On Friday, President Trump signed an executive order directing federal agencies to fill job vacancies based on merit, rather than require a minimum level of education for candidates seeking open positions. The order rightly recognizes that a job candidate with several years of relevant experience may be just as qualified, if not more so, than one who has collected a stack of advanced degrees.
“Employers adopting skills- and competency-based hiring recognize that an overreliance on college degrees excludes capable candidates and undermines labor-market efficiencies,” the order reads. “Currently, for most Federal jobs, traditional education — high school, college, or graduate-level — rather than experiential learning is either an absolute requirement or the only path to consideration for candidates without many years of experience.”
The order still allows federal agencies to prescribe minimum educational requirements for job candidates if the degree is legally required by the state or local government where the federal employee will be working. Additionally, they may consider a candidate’s education if the degree “directly reflects the competencies necessary” to do the job.
In other cases, agencies must fill job openings based on the “specific skills and competencies” that the positions require. An agency seeking a computer programmer will not be allowed to turn away a candidate with several years of relevant programming experience simply because he hasn’t had the time or money to go back to school for a master’s degree.
Instead, federal agencies will develop assessment practices to determine a candidate’s skills and qualifications for the job. These may take the form of formal skills tests or some other means of assessment, but cannot rely only on job candidates’ self-evaluations of their skills. Changes to job classification and qualification standards will take effect within 180 days.
The administration’s move strikes a blow against credential inflation, the phenomenon of increasing education requirements for job openings even though the skills required to do those jobs have not meaningfully changed. A 2017 Harvard Business School report found that postings for dozens of common jobs now typically request bachelor’s degrees, even though a majority of people currently working in those jobs do not have a college education. Examples of jobs that have suffered from credential inflation include lower-level managers, secretaries and administrative assistants, and child care workers.
Credential inflation shuts out experienced, qualified job candidates who are perfectly capable of filling certain roles simply because they lack the right piece of paper. It also deprives employers of a pool of talent. Most perniciously, it convinces young jobseekers that they need a bachelor’s degree or even a graduate degree to succeed in the labor market, forcing them to spend tens of thousands of dollars and years of their lives pursuing unnecessary credentials.

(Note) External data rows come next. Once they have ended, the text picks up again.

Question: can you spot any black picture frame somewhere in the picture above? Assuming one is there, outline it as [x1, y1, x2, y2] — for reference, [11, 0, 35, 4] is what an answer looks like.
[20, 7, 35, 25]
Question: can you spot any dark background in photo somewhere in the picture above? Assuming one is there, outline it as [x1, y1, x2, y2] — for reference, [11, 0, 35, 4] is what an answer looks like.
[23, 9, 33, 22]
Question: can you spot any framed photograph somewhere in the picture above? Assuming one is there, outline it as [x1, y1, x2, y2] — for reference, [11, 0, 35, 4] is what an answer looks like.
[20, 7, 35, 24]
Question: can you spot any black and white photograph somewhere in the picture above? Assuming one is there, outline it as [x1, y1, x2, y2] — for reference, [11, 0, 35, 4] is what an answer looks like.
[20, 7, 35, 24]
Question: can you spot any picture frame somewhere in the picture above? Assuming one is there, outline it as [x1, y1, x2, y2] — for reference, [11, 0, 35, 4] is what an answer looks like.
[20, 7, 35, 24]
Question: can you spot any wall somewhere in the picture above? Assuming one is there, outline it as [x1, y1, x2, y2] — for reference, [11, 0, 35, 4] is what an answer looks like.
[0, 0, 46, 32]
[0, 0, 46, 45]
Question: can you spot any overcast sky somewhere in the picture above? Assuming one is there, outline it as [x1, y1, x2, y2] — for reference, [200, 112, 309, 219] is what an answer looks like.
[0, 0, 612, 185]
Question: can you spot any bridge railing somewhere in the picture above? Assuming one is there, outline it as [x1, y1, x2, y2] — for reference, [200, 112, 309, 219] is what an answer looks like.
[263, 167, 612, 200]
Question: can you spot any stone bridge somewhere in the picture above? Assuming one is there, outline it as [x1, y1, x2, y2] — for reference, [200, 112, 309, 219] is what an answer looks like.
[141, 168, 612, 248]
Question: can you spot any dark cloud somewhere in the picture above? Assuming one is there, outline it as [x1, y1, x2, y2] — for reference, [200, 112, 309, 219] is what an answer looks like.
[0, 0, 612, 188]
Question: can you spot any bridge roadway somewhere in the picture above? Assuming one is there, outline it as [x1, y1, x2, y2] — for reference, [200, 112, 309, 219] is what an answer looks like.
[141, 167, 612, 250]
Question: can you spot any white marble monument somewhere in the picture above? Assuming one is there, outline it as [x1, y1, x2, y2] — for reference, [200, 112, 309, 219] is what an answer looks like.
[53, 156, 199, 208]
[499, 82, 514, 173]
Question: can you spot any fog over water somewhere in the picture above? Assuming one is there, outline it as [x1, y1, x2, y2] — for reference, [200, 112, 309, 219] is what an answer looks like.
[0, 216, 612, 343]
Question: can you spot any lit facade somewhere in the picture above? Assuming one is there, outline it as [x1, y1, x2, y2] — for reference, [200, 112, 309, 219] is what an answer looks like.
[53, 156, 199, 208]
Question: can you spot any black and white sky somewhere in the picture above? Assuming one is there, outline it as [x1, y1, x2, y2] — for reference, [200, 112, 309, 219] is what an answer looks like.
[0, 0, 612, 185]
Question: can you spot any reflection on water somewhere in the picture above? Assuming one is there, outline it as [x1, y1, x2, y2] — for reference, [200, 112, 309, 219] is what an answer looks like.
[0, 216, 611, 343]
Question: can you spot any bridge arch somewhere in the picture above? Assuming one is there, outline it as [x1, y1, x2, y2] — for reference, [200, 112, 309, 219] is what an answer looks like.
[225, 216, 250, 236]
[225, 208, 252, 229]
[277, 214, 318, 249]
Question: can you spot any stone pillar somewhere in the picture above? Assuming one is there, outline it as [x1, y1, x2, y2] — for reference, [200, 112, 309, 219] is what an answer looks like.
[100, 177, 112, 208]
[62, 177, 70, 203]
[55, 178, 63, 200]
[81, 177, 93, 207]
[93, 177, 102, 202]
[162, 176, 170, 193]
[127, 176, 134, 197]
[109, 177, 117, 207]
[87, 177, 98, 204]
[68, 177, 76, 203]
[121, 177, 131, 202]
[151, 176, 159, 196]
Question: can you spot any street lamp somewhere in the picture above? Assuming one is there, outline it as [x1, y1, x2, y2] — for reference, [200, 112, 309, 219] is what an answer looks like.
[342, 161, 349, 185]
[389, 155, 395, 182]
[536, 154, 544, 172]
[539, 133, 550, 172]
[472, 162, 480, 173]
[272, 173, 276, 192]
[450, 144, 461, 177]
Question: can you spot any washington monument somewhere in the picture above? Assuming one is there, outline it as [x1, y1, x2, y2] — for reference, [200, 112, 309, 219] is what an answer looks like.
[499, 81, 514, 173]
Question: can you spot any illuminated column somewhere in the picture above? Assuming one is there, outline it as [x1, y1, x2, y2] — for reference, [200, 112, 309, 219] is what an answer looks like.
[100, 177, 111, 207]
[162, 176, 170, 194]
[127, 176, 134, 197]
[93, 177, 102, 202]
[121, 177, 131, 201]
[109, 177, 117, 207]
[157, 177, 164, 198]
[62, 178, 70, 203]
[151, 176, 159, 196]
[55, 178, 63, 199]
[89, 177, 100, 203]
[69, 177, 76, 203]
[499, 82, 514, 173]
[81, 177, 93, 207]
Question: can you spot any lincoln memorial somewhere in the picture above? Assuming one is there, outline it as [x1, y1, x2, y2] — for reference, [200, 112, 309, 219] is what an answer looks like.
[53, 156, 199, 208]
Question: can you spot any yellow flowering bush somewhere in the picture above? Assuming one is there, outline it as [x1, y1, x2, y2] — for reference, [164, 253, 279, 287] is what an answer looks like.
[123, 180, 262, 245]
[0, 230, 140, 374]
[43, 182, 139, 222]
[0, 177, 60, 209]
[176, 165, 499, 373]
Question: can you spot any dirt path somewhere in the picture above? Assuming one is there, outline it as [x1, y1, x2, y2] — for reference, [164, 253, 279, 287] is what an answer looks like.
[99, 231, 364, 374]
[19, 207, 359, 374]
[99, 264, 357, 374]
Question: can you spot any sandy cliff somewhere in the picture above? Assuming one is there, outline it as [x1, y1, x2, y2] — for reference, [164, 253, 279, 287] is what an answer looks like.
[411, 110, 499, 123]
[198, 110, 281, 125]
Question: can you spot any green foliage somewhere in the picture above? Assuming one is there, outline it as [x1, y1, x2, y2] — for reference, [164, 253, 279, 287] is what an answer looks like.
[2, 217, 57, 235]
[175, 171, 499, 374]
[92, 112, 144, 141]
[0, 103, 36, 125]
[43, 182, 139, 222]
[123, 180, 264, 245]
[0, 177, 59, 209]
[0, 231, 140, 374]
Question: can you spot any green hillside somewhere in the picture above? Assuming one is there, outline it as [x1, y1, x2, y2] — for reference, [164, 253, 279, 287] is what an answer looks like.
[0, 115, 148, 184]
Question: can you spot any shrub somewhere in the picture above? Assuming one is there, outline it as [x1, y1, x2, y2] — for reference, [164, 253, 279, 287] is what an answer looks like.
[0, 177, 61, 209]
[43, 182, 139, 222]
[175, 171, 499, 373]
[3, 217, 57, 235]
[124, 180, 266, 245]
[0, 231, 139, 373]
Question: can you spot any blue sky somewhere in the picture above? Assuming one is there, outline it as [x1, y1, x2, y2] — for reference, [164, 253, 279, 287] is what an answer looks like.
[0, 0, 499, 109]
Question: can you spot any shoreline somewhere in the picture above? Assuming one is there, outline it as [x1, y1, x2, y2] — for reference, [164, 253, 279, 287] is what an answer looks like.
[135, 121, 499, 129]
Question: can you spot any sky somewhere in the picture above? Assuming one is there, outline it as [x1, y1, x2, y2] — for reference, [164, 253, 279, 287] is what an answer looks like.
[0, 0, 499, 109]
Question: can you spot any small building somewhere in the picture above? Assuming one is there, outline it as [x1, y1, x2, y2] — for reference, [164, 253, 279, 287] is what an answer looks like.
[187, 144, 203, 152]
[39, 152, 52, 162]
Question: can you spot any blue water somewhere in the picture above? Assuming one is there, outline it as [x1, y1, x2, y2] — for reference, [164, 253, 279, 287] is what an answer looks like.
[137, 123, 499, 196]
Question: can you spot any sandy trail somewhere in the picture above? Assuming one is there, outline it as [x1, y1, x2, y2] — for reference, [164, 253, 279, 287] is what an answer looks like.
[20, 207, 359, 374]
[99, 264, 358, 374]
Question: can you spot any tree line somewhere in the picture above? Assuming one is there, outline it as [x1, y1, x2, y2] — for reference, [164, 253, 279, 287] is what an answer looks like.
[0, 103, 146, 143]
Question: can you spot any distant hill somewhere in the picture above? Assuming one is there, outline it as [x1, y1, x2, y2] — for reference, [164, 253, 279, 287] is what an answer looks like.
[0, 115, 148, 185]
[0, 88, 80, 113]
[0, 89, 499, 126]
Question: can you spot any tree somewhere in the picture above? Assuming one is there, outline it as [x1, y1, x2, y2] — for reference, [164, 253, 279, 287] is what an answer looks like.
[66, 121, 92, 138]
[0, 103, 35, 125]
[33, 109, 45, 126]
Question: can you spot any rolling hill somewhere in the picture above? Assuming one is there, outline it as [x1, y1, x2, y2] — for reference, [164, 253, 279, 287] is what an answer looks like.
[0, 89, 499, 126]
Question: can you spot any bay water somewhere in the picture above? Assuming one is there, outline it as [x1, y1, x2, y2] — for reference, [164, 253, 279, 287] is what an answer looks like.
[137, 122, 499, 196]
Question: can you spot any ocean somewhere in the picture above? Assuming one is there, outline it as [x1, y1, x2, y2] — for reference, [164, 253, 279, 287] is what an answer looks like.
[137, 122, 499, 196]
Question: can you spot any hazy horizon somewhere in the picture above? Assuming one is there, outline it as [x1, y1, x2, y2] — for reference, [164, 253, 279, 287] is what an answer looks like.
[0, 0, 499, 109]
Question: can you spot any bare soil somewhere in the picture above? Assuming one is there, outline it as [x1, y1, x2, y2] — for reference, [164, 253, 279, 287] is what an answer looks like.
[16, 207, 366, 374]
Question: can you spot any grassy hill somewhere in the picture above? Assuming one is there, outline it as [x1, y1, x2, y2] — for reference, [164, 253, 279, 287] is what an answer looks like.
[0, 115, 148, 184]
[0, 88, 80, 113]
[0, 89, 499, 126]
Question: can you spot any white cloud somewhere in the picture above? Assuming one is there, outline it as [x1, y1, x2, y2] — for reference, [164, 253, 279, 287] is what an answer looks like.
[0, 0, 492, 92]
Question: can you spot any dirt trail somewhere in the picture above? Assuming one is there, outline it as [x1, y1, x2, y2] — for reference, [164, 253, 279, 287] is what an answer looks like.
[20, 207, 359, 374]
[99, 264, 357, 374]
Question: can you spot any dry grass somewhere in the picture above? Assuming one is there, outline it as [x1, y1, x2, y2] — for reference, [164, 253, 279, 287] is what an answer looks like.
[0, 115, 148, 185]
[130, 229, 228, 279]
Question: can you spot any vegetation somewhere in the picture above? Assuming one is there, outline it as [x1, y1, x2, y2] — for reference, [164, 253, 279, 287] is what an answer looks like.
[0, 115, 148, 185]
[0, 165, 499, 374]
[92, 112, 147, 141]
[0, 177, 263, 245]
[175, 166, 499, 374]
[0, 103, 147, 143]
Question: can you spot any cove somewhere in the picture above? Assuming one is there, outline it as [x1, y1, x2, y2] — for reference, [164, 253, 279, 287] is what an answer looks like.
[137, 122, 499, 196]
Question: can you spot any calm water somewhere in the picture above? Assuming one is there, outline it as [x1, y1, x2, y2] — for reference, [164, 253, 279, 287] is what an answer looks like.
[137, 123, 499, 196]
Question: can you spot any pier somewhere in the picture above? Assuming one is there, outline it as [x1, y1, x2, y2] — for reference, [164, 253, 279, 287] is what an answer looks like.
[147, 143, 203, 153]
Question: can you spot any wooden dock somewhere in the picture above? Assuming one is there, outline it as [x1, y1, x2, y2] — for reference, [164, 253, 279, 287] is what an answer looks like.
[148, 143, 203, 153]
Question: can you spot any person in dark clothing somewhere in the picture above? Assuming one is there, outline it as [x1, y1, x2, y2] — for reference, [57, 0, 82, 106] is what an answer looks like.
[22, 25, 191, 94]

The federal government has been among the worst drivers of credential inflation. Nearly 30% of federal workers now have a master’s degree, up from just 15% a quarter century ago. Though degree requirements for private sector jobs have also increased, credential inflation in the federal civil service has been especially pronounced. As the nation’s largest single employer, it’s fitting for the federal government to lead the way in questioning whether such intensive education requirements are necessary.
People with lower levels of education have been hit hardest by the current recession. Unemployment rates for those without college degrees have soared into the double digits. Historically, credential inflation has accelerated during recessions as employers take advantage of the weak labor market to ratchet up degree requirements on open job postings. This makes it even harder for people without college degrees to find well-paying jobs.
It doesn’t have to be that way again. Governments and private employers alike should recognize that unnecessary degree requirements are not just unfair to qualified workers without sheepskins, but also a self-inflicted handicap on their own ability to find great employees in the broadest talent pool possible. The administration’s executive order is an important first step toward reversing credential inflation in the federal civil service and in the broader labor market. Hopefully other employers will follow.